Budget U-Turn Timeline Under Scrutiny

The Office for Budget Responsibility has publicly challenged the Treasury's account of why Chancellor Rachel Reeves abandoned plans to raise income tax in this week's budget, revealing she had knowledge of improved economic forecasts significantly earlier than previously claimed.

In an unusual move that highlights growing tensions between the independent watchdog and the Treasury, OBR chair Richard Hughes has written to the Treasury select committee to clarify the timeline of forecasting changes. The letter includes a detailed chart showing how the fiscal forecasts evolved throughout autumn, information not typically released to the public.

Contradictory Accounts Emerge

The controversy stems from Treasury briefings to journalists on November 14, following the Financial Times' revelation that Reeves and Prime Minister Keir Starmer had decided against raising income tax. Treasury sources suggested the improved OBR forecasts made the tax increase unnecessary, citing higher than expected inflation and wage growth.

However, Hughes' letter reveals that by October 31 - more than ten days before the apparent policy reversal - Reeves was already projected to meet her first fiscal rule with £4.2 billion to spare. The OBR confirmed that no significant alterations were made to economic forecasts after this date, except to accommodate Treasury policy decisions.

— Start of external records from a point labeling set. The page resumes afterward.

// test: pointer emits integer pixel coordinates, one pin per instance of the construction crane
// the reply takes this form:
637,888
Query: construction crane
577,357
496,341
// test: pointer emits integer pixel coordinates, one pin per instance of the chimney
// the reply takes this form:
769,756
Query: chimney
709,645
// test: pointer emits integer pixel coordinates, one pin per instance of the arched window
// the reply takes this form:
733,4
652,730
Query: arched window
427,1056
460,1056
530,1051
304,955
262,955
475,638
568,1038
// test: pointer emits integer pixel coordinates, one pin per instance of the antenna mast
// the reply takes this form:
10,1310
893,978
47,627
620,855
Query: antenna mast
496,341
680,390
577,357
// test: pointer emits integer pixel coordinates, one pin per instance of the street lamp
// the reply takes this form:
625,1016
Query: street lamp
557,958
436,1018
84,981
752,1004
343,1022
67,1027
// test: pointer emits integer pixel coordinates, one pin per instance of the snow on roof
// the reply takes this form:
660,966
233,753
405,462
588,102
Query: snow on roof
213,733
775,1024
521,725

The timeline shows that in the first forecast round on October 3, Reeves faced breaching her first fiscal rule by just £2.5 billion, requiring adjustments between £12.5 billion and £22.5 billion to restore headroom, plus £7 billion for policy U-turns on winter fuel allowance and disability cuts.

Growing Tensions Surface

The relationship between Number 11 and the budget watchdog has become increasingly strained in the run-up to what many consider Reeves' crucial second budget. The chancellor had previously criticised the OBR's timing in revising productivity forecasts over the summer, which drove downgraded growth expectations.

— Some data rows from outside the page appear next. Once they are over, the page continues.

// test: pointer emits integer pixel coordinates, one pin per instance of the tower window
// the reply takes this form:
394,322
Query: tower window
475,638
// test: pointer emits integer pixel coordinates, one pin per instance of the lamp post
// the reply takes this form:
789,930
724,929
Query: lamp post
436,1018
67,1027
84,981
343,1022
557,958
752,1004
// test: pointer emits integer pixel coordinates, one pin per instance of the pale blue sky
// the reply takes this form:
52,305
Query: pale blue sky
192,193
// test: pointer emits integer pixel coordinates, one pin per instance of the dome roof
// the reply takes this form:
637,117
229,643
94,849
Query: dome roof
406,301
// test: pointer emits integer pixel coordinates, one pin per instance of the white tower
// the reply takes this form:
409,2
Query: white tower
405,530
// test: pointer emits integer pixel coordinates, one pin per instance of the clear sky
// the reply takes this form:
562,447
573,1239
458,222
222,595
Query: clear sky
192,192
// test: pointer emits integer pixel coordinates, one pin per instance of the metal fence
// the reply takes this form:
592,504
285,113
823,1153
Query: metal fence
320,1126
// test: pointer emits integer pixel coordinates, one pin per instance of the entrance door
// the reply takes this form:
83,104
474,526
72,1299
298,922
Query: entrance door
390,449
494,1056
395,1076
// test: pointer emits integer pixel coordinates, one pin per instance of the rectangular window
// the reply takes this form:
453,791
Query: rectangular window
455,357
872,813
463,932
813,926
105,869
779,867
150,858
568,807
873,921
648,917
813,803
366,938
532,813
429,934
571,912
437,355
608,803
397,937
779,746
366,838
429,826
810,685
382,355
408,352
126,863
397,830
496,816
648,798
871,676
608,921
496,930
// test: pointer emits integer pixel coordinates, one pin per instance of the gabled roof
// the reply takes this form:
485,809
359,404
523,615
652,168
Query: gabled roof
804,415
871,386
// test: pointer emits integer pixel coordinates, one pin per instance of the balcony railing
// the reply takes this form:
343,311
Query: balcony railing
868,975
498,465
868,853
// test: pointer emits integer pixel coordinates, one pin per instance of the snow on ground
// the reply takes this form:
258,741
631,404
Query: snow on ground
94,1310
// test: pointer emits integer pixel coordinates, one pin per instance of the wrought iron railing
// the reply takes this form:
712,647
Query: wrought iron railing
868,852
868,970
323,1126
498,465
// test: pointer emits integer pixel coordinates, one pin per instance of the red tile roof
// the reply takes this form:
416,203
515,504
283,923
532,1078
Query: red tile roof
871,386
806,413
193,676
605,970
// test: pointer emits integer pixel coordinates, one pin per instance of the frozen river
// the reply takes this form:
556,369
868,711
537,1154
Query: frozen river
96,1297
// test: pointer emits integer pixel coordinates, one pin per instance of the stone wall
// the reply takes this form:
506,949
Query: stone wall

"I think that it would have been a lot better if they had adjusted their forecasts the year before the election, or even last summer, to enable the new government to really understand the economic position," Reeves stated last month.

She also expressed frustration that the OBR failed to incorporate what the Treasury views as pro-growth policies, including the government's reset with the EU and potential youth mobility schemes, into its forecasts.

Despite the OBR's detailed timeline, Treasury sources firmly reject any suggestion that Hughes' letter contradicts their version of events. They maintain that final decisions could only be made after receiving forecasts incorporating all planned budget measures and their growth impacts.

In the final budget, Reeves ultimately chose to increase taxes by £26 billion by the end of the forecast period, creating headroom of £21.7 billion while funding policy changes including scrapping the two-child limit.

The issue is expected to feature prominently when Hughes appears before the Treasury select committee on Tuesday, alongside discussions about the accidental early release of budget documents that occurred last Wednesday.